= Marc Sorenson =

American academic

Dr. Marc Sorenson is a doctor of education with a background in health and fitness. He graduated from Brigham Young University in 1973. He and his wife, Vicki, founded and developed National Institute of Fitness in 1974. Dr. Sorenson and Vicki sold the resort to Franklin Quest (now Franklin Covey) corporation in 1994. They are currently directors of another health resort called National Institute of Health and Fitness (NIHF) in Midway, Utah.

Dr. Sorenson has published a scientific paper in the journal Dermatoendocrinology, on Vitamin D and erectile dysfunction (ED), theorizing that lack of vitamin D or sunlight could be a contributor to ED. He was also co-author of a scientific paper on vitamin D and athletics, published in Science and Medicine in Exercise and Sports, and coauthored another paper in the Journal of Sexual Medicine regarding ED, chronic periodontitis and vitamin D.

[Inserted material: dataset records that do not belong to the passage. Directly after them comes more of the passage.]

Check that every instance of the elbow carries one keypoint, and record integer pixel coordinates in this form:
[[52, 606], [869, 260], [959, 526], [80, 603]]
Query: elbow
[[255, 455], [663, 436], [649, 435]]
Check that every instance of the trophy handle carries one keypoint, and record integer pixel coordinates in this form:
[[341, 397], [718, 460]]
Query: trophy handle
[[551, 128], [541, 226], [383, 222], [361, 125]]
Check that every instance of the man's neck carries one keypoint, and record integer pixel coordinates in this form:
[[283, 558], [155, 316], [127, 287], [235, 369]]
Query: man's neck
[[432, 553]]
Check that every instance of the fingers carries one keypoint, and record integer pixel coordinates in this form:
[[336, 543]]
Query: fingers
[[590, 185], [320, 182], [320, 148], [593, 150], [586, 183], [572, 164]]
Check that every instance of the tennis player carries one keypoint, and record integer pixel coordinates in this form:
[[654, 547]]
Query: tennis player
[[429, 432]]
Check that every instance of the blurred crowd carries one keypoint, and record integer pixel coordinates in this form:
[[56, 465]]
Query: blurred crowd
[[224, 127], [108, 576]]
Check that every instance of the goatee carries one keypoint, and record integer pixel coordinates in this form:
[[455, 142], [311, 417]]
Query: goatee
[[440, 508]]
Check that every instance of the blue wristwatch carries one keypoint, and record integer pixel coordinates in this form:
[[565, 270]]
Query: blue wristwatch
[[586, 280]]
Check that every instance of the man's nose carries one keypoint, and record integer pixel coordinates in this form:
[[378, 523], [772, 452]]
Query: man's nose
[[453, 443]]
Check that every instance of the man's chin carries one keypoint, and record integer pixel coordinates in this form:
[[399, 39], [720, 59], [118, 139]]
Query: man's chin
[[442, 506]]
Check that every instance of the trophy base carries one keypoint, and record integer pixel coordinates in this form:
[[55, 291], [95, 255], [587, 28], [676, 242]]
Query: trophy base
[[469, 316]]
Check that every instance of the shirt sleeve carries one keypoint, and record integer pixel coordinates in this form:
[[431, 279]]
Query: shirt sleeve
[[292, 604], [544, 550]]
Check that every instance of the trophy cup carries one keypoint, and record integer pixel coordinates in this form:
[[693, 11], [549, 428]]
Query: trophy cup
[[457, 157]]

His book Megahealth was a selection of the Literary Guild, Doubleday Book Club and Doubleday Health Book Club. He has done meticulous and extensive research into hundreds of published papers on sunlight, vitamin D and health in order to write his current book, Vitamin D3 and Solar Power. The book has also been published in both the Czech Republic and Israel. He has written several other books, including an English vocabulary builder, “I Want to have words with you!”

He was also named a founding director of the Breast Cancer Natural Prevention Foundation (BCNPF).